According to an article on CNBC, Apple fired back with this response, “We have always said that scrutiny is reasonable and appropriate but we disagree with the conclusions reached in this staff report with respect to Apple, our company does not have a dominant market share in any category where we do business.”

What did the report say about Facebook?

The article says, “Facebook has monopoly power in the market for social networking. Internal communications among the company’s Chief Executive Officer, Mark Zuckerberg, and other senior executives indicate that Facebook acquired its competitive threats to maintain and expand its dominance.”

So Mark Zuckerberg provided his feedback on the report that Facebook is monopoly power. “Acquisitions are part of every industry and just one way we innovate new technologies to deliver more value to people. Instagram and WhatsApp have reached new heights of success because Facebook has invested billions in those businesses.”

One item we saw was that Google provides over 90% of search results across the entire internet.
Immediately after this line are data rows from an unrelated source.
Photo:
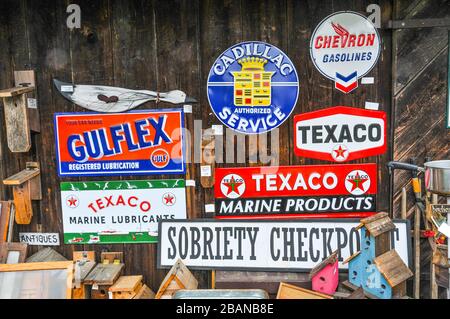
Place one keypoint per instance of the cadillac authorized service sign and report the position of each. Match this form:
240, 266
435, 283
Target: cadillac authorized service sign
340, 133
253, 87
344, 47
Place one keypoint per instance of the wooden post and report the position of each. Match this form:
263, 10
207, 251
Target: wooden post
26, 187
403, 207
19, 118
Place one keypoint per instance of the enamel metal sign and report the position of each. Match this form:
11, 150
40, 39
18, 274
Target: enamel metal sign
289, 245
340, 134
135, 143
253, 87
119, 211
343, 190
344, 47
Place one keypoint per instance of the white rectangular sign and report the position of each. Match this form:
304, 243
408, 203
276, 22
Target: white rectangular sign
293, 245
39, 239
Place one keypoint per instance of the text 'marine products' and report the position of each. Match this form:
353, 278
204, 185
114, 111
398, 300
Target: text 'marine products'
343, 190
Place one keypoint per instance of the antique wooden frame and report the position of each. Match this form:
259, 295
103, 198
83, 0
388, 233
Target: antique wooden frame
52, 265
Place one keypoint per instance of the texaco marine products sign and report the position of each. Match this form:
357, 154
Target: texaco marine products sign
265, 245
135, 143
344, 190
119, 211
344, 47
340, 134
253, 87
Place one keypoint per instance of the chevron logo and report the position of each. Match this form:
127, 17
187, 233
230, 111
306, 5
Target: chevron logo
347, 83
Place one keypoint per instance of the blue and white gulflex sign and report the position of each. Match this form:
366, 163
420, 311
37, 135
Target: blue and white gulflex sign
253, 87
344, 47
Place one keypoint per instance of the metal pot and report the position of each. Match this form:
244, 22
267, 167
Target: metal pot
437, 174
437, 177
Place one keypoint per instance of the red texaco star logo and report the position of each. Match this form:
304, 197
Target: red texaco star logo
357, 182
72, 201
232, 186
169, 199
339, 153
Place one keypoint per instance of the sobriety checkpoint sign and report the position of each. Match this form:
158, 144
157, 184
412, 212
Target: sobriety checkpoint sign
134, 143
344, 47
119, 211
252, 87
340, 134
288, 245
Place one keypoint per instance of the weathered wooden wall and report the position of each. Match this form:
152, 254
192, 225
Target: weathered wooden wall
420, 67
163, 45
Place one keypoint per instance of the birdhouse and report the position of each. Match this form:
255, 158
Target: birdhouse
102, 277
21, 113
325, 276
364, 266
126, 287
179, 277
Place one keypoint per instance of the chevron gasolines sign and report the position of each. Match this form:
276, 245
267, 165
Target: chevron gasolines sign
344, 47
340, 134
342, 190
253, 87
119, 211
135, 143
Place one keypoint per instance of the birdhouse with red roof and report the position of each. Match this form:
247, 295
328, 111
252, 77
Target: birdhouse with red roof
325, 276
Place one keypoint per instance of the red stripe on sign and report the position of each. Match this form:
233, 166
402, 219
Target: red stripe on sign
295, 181
346, 89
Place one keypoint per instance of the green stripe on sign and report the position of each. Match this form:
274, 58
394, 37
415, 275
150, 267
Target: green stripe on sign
122, 185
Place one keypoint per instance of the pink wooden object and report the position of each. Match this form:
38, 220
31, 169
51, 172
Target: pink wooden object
327, 279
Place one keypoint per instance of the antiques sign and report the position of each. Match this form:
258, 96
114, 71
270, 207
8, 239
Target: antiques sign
119, 211
135, 143
343, 190
340, 134
290, 245
344, 47
253, 87
39, 239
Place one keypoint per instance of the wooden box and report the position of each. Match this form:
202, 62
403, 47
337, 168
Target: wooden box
126, 287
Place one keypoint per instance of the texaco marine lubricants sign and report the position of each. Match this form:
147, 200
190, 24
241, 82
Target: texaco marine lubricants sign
134, 143
344, 47
119, 211
294, 245
253, 87
343, 190
340, 134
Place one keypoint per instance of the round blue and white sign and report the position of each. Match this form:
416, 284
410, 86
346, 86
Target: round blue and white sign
253, 87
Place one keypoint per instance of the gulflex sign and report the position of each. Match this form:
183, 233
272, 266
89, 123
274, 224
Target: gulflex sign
119, 211
253, 87
133, 143
344, 47
344, 190
340, 134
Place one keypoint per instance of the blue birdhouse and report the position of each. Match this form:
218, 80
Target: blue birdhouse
365, 268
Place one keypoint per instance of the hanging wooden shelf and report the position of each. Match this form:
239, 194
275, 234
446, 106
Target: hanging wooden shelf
26, 187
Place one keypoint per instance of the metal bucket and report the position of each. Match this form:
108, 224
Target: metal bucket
437, 177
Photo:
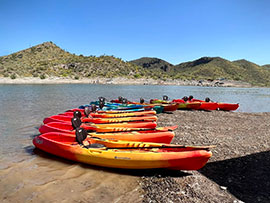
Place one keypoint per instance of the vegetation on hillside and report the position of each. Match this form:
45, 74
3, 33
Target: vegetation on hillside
47, 60
212, 68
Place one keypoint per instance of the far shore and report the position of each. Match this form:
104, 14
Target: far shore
123, 81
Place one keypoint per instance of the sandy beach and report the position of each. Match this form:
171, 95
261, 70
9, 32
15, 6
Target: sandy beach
237, 172
122, 81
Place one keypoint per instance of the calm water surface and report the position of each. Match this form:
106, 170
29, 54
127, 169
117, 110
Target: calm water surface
23, 107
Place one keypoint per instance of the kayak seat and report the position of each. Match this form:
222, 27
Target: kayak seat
95, 145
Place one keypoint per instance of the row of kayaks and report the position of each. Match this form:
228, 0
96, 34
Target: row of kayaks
196, 104
117, 135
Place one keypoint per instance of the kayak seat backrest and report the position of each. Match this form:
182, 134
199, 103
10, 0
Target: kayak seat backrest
61, 125
95, 145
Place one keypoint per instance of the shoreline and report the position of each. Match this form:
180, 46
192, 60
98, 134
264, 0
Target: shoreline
237, 171
124, 81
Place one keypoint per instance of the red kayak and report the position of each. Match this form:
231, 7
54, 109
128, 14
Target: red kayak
111, 127
114, 115
63, 118
157, 136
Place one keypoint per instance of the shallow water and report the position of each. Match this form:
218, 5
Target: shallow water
23, 107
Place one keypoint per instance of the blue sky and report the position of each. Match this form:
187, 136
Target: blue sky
174, 30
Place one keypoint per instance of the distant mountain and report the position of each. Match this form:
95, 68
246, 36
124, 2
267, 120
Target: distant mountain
47, 59
152, 63
267, 66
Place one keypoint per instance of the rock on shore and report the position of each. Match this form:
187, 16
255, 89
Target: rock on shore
237, 172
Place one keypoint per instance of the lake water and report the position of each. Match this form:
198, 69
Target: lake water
23, 107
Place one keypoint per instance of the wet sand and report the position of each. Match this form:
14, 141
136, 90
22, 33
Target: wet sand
238, 170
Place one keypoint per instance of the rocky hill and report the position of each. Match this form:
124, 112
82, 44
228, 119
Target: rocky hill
153, 63
211, 68
47, 59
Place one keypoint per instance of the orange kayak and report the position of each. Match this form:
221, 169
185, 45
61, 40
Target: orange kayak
63, 118
111, 127
124, 154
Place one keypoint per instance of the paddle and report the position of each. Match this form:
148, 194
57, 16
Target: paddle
77, 114
87, 111
81, 135
76, 123
165, 98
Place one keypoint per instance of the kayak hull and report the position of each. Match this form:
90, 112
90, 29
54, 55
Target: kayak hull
112, 127
67, 118
172, 158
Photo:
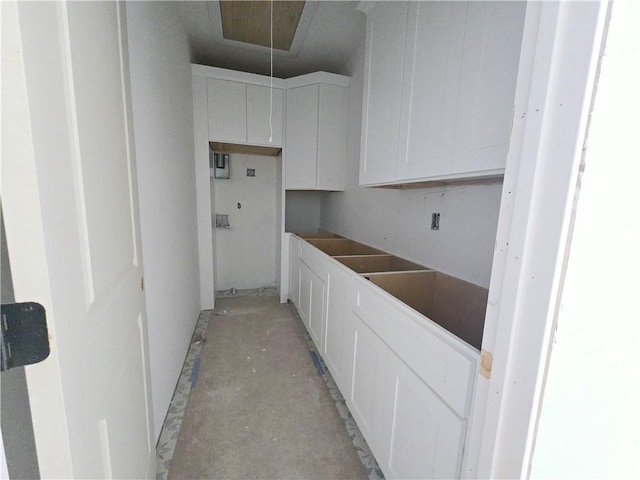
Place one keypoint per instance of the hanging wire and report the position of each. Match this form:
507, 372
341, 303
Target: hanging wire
271, 79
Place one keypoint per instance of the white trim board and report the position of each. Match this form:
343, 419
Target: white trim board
553, 96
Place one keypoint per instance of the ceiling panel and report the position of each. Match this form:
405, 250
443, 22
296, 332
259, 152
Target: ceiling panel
250, 22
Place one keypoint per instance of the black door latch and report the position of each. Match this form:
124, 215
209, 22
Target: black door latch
24, 338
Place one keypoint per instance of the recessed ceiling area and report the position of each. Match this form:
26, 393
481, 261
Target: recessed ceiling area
327, 36
251, 22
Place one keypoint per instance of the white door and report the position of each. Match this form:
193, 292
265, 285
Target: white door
70, 204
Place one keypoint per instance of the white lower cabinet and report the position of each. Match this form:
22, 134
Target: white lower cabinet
411, 430
425, 438
311, 302
294, 269
407, 381
337, 350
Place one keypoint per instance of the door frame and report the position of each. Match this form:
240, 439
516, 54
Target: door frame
554, 91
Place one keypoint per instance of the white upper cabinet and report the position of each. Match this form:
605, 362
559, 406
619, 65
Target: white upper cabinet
243, 109
264, 115
227, 106
438, 90
316, 132
383, 66
301, 142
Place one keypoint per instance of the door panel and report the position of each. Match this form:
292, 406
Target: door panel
70, 198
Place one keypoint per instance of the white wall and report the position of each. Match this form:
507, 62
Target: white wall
588, 426
399, 221
246, 252
302, 211
163, 127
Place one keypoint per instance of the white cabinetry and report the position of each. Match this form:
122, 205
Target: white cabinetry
264, 115
337, 349
444, 109
383, 66
407, 381
411, 389
316, 133
227, 106
244, 113
294, 269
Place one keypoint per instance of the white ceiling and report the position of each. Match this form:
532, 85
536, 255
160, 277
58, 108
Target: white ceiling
335, 30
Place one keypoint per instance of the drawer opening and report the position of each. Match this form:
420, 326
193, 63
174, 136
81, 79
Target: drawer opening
454, 304
343, 246
379, 263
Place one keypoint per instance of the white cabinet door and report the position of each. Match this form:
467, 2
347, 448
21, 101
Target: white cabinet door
487, 85
432, 75
304, 307
383, 67
338, 332
301, 137
316, 310
452, 68
227, 105
294, 270
426, 437
311, 308
332, 137
264, 115
366, 399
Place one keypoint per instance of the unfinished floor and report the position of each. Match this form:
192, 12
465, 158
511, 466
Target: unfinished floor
259, 409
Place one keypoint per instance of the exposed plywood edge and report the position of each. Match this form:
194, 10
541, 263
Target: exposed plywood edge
454, 304
246, 149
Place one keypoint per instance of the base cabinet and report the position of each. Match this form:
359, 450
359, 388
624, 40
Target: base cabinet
311, 302
337, 349
407, 381
425, 438
294, 270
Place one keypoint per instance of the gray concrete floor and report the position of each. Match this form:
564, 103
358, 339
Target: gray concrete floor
259, 409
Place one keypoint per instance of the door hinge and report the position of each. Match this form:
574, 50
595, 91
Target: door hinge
24, 338
486, 362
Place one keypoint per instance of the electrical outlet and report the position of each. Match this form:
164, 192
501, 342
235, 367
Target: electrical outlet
435, 221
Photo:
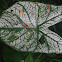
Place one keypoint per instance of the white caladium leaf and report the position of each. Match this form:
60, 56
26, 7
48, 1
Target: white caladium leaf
24, 26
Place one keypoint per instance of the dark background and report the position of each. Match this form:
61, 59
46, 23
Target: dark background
7, 54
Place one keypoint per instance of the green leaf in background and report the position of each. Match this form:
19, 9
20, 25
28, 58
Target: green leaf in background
29, 58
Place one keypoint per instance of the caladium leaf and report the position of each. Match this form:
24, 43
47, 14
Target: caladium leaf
35, 18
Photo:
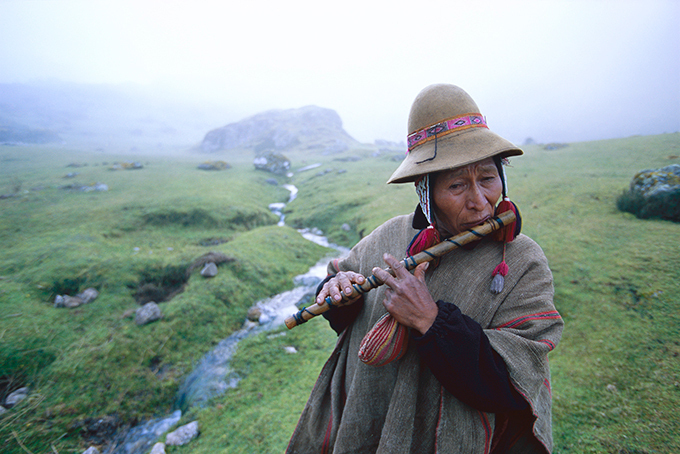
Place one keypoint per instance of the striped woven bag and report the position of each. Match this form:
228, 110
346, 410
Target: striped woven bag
384, 343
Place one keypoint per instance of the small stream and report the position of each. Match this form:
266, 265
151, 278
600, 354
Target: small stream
213, 375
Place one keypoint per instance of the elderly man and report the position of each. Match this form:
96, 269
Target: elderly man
473, 376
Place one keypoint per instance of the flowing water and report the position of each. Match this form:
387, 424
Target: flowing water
213, 375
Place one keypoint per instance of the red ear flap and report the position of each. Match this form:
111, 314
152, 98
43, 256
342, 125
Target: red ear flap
509, 232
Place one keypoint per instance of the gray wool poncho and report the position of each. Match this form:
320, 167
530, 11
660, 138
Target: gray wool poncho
401, 407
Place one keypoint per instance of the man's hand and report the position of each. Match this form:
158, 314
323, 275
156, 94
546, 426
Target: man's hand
407, 297
339, 284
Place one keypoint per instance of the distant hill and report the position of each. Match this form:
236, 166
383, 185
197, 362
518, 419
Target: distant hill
12, 133
102, 117
309, 128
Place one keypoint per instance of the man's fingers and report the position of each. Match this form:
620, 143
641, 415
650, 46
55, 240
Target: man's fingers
419, 272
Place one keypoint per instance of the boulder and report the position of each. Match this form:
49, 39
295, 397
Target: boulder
16, 397
158, 448
653, 193
183, 434
209, 270
88, 295
275, 163
148, 313
254, 314
67, 301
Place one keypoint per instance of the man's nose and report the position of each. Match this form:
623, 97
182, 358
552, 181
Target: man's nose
475, 198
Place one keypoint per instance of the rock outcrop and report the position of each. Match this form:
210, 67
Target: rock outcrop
309, 127
653, 194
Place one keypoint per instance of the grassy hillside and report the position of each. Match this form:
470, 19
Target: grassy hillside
616, 373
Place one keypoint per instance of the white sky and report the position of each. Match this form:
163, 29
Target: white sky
553, 70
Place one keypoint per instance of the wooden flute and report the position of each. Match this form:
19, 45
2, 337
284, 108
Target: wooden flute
436, 251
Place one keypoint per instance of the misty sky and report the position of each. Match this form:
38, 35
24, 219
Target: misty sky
551, 70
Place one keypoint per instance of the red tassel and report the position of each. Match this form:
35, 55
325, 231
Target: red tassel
426, 239
501, 269
507, 233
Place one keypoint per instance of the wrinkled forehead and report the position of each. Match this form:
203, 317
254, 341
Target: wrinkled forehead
485, 165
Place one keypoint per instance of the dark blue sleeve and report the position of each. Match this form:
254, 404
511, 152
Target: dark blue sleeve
460, 356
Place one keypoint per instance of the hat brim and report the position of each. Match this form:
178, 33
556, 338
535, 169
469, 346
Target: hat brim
453, 150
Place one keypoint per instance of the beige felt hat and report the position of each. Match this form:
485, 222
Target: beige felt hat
447, 130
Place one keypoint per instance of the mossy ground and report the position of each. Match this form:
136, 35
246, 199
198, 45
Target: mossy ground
616, 373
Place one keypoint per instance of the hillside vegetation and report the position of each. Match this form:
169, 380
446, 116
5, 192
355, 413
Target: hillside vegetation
616, 374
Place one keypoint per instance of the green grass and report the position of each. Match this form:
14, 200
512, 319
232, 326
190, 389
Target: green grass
616, 373
93, 361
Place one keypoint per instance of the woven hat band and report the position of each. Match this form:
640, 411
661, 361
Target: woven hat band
471, 120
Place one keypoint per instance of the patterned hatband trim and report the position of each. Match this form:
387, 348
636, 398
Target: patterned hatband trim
472, 120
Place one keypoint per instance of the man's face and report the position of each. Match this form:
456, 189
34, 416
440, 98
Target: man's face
466, 196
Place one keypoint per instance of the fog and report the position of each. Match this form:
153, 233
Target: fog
550, 70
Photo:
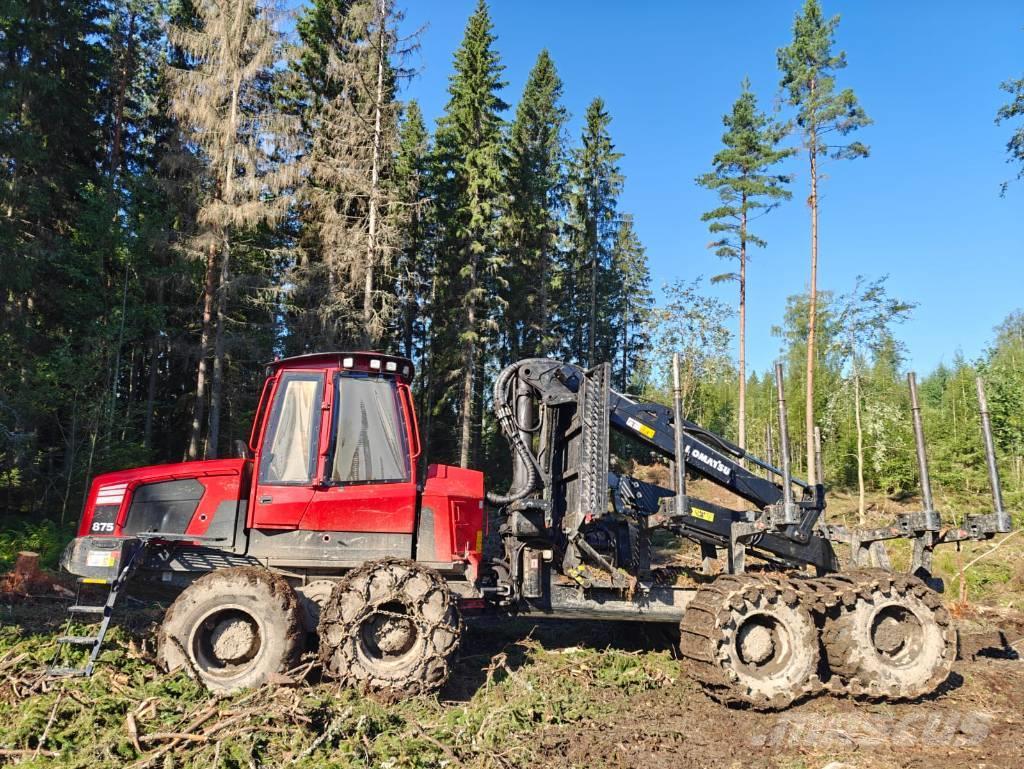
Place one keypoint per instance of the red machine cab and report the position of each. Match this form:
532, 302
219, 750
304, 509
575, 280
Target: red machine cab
328, 481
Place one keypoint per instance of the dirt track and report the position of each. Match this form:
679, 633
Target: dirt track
975, 720
548, 693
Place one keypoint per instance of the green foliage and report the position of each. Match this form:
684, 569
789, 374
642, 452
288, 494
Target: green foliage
1009, 112
43, 537
808, 66
740, 179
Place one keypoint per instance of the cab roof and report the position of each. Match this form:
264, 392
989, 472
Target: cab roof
354, 360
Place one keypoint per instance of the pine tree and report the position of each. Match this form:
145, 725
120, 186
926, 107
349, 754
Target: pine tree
223, 104
633, 305
745, 191
469, 141
808, 66
594, 185
535, 168
1012, 110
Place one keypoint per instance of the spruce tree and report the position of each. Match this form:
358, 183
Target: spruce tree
594, 184
535, 168
823, 116
747, 190
223, 104
469, 140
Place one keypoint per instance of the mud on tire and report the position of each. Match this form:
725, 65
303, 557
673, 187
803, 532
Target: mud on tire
750, 640
390, 626
233, 628
894, 641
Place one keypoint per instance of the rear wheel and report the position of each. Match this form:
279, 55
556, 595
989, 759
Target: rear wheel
895, 640
390, 626
233, 628
749, 640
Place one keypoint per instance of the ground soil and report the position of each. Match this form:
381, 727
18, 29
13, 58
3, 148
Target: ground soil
974, 720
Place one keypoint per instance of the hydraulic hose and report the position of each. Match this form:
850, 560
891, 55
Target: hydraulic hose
505, 412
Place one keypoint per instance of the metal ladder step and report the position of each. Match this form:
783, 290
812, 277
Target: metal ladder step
79, 640
83, 609
66, 672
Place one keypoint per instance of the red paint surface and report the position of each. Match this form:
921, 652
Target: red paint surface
455, 495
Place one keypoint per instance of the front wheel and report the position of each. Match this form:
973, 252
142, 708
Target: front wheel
390, 626
233, 628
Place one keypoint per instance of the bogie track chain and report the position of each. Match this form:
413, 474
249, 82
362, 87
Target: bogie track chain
390, 626
769, 640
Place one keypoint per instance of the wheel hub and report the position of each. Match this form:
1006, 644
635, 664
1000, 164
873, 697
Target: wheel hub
391, 635
232, 639
757, 645
889, 636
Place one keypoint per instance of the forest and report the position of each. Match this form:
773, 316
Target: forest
189, 188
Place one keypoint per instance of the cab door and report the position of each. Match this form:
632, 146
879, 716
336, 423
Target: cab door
286, 473
369, 482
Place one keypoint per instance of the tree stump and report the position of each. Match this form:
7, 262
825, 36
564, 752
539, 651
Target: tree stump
26, 575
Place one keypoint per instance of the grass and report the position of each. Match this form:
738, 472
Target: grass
43, 537
130, 715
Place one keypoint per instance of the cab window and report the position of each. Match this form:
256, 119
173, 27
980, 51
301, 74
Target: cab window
290, 443
370, 438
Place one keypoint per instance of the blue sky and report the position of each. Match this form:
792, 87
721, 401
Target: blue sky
925, 208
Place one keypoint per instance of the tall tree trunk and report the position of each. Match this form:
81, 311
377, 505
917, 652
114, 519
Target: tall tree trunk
626, 346
741, 420
541, 348
151, 385
216, 393
812, 317
126, 75
369, 333
217, 388
199, 408
860, 447
592, 333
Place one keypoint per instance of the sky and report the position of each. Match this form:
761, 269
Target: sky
925, 208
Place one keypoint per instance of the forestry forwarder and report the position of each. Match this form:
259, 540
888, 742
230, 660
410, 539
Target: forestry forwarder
324, 526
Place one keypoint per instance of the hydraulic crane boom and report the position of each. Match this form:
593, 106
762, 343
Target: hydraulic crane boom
564, 496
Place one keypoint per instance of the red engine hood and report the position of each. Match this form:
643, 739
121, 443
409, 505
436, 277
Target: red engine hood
152, 473
222, 479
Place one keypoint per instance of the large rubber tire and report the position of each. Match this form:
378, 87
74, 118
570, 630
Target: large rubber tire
750, 641
894, 641
390, 626
233, 628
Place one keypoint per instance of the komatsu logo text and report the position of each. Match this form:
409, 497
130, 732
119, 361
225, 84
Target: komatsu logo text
714, 464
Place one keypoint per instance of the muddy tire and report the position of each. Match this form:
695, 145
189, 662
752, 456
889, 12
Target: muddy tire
894, 641
390, 626
233, 628
750, 641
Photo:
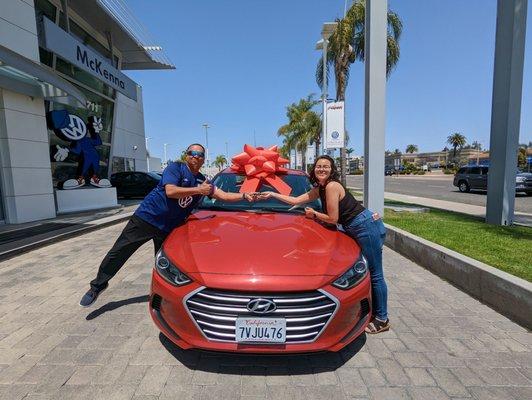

According to an article on, the CEO of DuckDuckGo, Gabriel Weinberg, states that “It’s impossible for small search engine competitors to compete with Google’s deep pockets and outbid it for valuable placements like Apple’s browser.”

It may seem daunting for any new company to try and compete with these four companies. Consumer Reports published these findings from their Survey called Platform Perceptions:

  • 85% of Americans are concerned—either very concerned or somewhat concerned— about the amount of data online platforms store about them, and 81% are concerned that platforms are collecting and holding this data in order to build out more comprehensive consumer profiles.

  • 58% are not confident that they are getting objective and unbiased search results when using an online platform to shop or search for information.

  • 79% say Big Tech mergers and acquisitions unfairly undermine competition and consumer choice.

  • 60% support more government regulation of online platforms and mandating interoperability features, to make it easier for users to switch from one platform to another without losing important data or connections.

With all this information brought to the committee, they’ve proposed a series of recommendations including structural separations at each of the four companies and broader changes to antitrust regulation and enforcement.

Some of the recommendations include:

  • Strengthening antitrust laws

  • Strengthening antitrust enforcement

  • Implement rules to prevent discrimination, favoritism, and self-preferencing

Along with many other recommendations.